3/10/08
Sally E Merry
Sally Engle Merry is Professor of Anthropology and of Law and Society at New York University. Her work explores the role of law in urban life in the US, in the colonizing process, and in contemporary transnationalism. She is currently doing a comparative, transnational study of human rights and gender. She was previously on the faculty of Wellesley College, where she was the Marion Butler McLean Professor in the History of Ideas and Professor of Anthropology. Her recent books are Colonizing Hawai’i: The Cultural Power of Law (Princeton Univ. Press, 2000), which received the 2001 J. Willard Hurst Prize from the Law and Society Association, Human Rights and Gender Violence: Translating International Law into Local Justice (University of Chicago Press, 2006), and The Practice of Human Rights: Tracking Law between the Local and the Global, (co-edited with Mark Goodale; Cambridge University Press, 2007).

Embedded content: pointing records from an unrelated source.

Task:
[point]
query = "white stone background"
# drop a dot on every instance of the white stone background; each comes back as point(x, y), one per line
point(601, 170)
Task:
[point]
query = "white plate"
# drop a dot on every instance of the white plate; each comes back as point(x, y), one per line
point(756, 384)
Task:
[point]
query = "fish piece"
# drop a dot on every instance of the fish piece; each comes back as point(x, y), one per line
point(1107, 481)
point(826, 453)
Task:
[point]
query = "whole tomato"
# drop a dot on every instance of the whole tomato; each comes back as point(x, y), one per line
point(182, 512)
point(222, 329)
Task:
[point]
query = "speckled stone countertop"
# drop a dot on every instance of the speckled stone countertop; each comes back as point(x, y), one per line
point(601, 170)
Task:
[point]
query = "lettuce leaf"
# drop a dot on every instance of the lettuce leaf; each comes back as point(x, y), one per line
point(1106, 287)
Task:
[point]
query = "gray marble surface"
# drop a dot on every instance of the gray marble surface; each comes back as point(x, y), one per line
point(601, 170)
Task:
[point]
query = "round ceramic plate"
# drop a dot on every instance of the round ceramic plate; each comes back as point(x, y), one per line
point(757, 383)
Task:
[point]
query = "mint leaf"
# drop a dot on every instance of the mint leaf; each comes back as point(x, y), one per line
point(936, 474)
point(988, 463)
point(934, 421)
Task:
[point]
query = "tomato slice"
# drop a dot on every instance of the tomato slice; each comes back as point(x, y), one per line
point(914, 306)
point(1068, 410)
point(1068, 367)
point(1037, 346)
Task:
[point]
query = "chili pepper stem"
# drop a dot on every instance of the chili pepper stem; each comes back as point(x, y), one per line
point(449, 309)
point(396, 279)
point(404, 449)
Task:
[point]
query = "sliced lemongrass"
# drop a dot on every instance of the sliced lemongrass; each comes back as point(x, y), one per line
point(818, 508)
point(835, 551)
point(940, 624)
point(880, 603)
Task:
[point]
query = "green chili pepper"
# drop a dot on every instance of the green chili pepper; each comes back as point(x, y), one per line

She has authored or edited four other books: Law and Empire in the Pacific: Hawai’i and Fiji (co-edited with Donald Brenneis, School of American Research Press, 2004), The Possibility of Popular Justice: A Case Study of American Community Mediation (co-edited with Neal Milner, Univ. of Michigan Press, 1993), Getting Justice and Getting Even: Legal Consciousness among Working Class Americans (University of Chicago Press, 1990), and Urban Danger: Life in a Neighborhood of Strangers (Temple University Press, 1981). She has recently published articles on women's human rights, violence against women, and the process of localizing human rights. She is past-president of the Law and Society Association and the Association for Political and Legal Anthropology and currently a member of the Executive Boards of the American Anthropological Association and the Law and Society Association.